Depuis près de dix heures, je promenais ma curiosité au milieu de ce grand labeur ; moi aussi j’étais saupoudré de rouille des pieds à la tête comme un travailleur. Le dernier chargement de minerai allait quitter la station d’Ortella, une place m’était offerte pour revenir vers Bilbao, je montai sur la plate-forme de la locomotive, en compagnie du mécanicien et du chauffeur, car il n’y a point d’autres wagons que ceux qui servent au transport du minerai, un coup de sifflet prolongé retentit, le train s’ébranla, et nous partîmes. Oh ! la bonne course, pleine de charme et d’émotion, tandis que le vent qui fouettait mon front chassait mes cheveux en arrière et que d’en bas, par grosses bouffées, m’arrivait jusqu’au visage l’haleine chaude du foyer. D’instant en instant, le chauffeur ouvrait d’un seul coup de ringart la plaque du fourneau, sa large pelle chargée de houille s’engouffrait dans le cratère, et la locomotive de plus belle fumait, ronflait, courait.

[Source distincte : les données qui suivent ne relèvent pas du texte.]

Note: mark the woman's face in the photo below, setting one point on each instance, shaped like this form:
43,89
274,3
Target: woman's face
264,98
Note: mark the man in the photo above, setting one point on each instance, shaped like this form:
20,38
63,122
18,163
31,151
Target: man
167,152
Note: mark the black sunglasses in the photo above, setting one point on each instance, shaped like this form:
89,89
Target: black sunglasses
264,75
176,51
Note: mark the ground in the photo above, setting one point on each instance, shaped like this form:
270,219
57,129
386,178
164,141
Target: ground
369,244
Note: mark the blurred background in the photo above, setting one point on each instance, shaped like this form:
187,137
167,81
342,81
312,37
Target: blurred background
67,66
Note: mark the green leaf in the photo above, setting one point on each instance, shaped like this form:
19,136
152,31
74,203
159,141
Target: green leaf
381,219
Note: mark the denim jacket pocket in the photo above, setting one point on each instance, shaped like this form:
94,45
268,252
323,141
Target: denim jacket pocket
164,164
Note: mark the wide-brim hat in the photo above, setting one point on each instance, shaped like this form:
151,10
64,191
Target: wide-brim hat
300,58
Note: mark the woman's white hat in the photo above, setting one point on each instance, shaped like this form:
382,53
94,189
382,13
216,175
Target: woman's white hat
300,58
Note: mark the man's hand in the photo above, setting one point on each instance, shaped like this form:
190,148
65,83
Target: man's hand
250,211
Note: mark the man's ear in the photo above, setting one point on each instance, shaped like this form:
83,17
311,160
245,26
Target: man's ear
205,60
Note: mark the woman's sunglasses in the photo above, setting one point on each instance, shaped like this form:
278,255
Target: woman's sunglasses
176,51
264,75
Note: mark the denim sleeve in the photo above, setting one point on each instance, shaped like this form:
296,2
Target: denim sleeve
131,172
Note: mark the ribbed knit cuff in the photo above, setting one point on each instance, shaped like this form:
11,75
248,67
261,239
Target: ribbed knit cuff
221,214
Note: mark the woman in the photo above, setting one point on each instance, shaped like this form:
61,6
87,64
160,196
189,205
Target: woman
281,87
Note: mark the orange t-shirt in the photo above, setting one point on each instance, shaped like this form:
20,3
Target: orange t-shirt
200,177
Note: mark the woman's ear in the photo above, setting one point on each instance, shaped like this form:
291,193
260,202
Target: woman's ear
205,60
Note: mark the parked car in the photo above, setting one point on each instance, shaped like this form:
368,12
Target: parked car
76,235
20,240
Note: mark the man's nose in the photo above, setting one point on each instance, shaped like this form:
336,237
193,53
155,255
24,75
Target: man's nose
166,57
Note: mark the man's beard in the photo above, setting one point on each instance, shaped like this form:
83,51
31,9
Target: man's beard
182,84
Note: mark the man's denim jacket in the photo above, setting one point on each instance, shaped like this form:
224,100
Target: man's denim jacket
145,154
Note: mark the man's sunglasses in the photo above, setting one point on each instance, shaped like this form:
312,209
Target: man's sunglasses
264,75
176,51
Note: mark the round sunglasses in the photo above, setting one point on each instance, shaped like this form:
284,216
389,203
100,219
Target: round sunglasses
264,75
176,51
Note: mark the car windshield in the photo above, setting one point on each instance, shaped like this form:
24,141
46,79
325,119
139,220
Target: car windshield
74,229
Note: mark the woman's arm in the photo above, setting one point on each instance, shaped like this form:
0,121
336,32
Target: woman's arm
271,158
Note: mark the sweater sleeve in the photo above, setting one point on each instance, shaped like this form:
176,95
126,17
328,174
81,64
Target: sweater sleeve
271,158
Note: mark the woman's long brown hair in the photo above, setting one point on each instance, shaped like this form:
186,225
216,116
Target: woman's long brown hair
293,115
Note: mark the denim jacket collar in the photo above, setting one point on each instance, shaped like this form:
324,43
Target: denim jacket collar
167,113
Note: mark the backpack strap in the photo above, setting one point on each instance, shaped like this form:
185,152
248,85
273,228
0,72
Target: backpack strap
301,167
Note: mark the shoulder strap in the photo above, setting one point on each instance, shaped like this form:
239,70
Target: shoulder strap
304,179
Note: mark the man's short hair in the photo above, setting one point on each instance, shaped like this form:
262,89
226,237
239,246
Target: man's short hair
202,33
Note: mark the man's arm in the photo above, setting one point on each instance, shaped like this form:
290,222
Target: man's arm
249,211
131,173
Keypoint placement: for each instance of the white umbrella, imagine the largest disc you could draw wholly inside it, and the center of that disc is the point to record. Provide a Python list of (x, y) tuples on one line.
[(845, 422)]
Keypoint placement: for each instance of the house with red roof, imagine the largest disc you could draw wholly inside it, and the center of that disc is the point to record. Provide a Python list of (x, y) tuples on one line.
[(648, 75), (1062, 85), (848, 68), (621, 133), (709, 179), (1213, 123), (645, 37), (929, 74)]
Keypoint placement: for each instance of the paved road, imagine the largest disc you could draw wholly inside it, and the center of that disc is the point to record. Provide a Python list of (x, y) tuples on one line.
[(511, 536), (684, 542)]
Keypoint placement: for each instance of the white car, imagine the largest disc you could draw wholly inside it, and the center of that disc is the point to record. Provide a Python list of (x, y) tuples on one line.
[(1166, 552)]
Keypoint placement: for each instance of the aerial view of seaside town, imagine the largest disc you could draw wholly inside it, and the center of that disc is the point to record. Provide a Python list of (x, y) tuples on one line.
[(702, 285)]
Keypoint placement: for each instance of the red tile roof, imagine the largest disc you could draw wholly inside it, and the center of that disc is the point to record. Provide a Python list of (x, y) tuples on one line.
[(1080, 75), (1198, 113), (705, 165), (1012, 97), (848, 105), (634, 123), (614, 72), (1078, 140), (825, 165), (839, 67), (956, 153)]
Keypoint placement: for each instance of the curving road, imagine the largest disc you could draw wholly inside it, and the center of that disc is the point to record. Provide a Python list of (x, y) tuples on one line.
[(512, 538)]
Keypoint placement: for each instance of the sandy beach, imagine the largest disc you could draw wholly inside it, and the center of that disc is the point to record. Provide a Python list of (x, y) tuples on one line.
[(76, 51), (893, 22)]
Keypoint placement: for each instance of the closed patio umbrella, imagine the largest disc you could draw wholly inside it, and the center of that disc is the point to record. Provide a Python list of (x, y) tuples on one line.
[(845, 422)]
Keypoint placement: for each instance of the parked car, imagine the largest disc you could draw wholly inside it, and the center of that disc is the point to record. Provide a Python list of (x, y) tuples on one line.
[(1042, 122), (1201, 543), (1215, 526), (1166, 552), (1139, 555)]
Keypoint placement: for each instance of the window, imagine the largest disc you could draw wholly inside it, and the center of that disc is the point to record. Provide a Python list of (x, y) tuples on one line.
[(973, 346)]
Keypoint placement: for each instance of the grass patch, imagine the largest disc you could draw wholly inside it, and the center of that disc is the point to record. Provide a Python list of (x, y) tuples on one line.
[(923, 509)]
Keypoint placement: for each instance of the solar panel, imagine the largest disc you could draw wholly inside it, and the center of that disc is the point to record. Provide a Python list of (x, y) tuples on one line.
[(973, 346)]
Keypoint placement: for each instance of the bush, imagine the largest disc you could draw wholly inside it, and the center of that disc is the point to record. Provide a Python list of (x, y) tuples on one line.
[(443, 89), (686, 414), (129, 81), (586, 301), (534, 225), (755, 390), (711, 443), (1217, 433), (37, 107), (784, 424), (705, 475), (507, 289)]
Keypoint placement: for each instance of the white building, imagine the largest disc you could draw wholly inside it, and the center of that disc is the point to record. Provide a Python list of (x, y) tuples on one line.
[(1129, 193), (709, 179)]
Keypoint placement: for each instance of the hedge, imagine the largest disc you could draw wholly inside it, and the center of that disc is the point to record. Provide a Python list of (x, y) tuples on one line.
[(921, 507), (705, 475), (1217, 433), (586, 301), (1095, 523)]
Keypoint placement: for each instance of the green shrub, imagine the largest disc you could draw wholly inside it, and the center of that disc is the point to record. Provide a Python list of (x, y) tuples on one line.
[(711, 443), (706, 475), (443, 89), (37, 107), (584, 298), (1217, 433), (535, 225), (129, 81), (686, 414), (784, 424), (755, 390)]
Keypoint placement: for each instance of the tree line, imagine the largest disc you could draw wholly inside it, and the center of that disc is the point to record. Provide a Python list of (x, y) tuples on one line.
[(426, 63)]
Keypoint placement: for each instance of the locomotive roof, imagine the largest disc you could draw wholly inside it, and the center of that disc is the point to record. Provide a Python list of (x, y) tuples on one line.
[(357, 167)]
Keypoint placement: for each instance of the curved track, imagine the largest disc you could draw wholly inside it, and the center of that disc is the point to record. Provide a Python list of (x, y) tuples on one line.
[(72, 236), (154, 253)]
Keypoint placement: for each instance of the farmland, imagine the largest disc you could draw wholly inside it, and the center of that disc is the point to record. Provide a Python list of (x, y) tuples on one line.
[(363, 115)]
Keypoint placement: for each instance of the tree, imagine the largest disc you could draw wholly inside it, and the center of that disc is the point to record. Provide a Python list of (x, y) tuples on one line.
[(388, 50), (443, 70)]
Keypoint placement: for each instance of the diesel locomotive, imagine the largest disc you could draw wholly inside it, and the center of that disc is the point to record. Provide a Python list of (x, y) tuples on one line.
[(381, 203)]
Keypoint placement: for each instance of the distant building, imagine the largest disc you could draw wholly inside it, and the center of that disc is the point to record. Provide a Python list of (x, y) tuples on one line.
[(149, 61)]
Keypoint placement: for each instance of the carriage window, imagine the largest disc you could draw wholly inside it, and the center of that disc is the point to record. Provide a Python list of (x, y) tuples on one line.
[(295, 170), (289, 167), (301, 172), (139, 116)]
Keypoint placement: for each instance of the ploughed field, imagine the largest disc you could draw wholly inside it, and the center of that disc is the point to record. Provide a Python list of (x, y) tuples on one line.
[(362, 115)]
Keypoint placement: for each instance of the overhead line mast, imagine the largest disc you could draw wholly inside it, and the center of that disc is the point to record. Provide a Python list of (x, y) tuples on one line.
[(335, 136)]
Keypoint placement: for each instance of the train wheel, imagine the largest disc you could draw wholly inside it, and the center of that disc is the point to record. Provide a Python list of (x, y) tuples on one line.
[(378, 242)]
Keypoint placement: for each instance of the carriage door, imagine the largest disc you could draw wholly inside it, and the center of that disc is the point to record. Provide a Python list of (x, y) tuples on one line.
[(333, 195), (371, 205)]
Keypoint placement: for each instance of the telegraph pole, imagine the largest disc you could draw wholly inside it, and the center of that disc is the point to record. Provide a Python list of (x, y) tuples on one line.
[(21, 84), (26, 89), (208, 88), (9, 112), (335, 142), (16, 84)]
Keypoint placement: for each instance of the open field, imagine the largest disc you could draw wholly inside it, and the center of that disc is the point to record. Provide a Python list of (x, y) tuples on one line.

Les ombres du soir s’épaississaient peu à peu, et le trou du cendrier, projetant sa lueur rouge sur les rails, faisait comme l’œil unique d’une bête énorme dont le corps se traînait dans la nuit. A mesure que nous avancions, je distinguais çà et là par la campagne d’autres yeux semblables grands ouverts dans l’ombre : c’étaient les feux des hauts-fourneaux de la fabrique du Désert, perpétuellement allumés. Bientôt nous étions arrivés ; la locomotive, détachée, alla se placer à la queue du train ; sur l’heure les wagons étaient poussés en ligne droite jusqu’à l’embarcadère, et, l’un après l’autre, par un ingénieux système de bascule, déversaient leur contenu dans les flancs d’un navire qui attendait là ; après quoi, son chargement terminé, le navire devait dès le lendemain cingler vers les côtes d’Angleterre. Pendant ce temps, je me hâtais de traverser le Nervion sur une petite barque et d’attraper au passage, sur la rive droite, une des nombreuses voitures publiques qui chaque jour font le service des Arenas à Bilbao.


L. LOUIS-LANDE.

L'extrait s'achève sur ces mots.